“That was why I had to run away!” she cried, a sudden passion in her tones. “That was why I had to get away. Because it was I who saw him take them, and if they made me tell he would have to go to jail.”

She was leaning across the table, resting on her elbows, her fingers twisting together; and she watched Jeff anxiously, hungrily, as though to be sure he understood.

Jeff considered what she had said for a moment, and at length asked slowly, “Saw him steal them?”

“It’s a necklace,” she explained desperately. “Pearls, and a pendant set with diamonds, very beautifully. Mr. Viles used to boast how much he paid for it. He was ever so proud of it, you see. He wanted to show it to a man who is on the yacht with him, and that’s why he asked me to go down to the cabin and get it from the safe.”

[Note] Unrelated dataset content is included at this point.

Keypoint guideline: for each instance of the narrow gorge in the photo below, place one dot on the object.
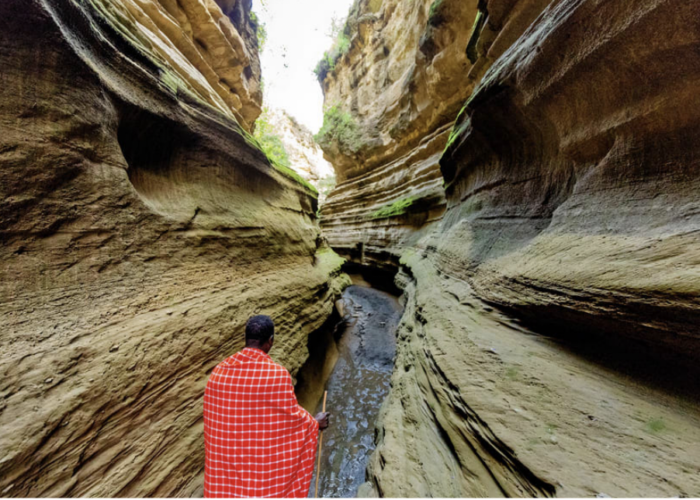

Jeff was trying to fill out the gaps in her story. “That’s when you found out the necklace was gone, eh?” he inquired.

She nodded. Her words came in a rush:

“I saw Mr. Gardner come out of my cabin door, with the leather case in his hand. He dodged away; and I suppose he thought I had not seen him. And when I opened the little safe in my cabin the necklace was gone.”

Jeff grinned a little at that. “So your husband didn’t get to show it off, and brag about it, after all?”

His antipathy toward this husband of hers was increasing.

The woman shook her head. “I had to go back and tell him it was gone,” she assented. “And he went into one of his terrible rages. I was frightened. The doctors have warned him. So I tried to reassure him, told him that Mr. Gardner had the necklace.” Her hands were tightly clasped, the knuckles white. “Oh, I shouldn’t have let him know!” she cried wearily. “But I thought he must have asked Mr. Gardner to get it, must have given him the combination of the safe. Only he and I had it.”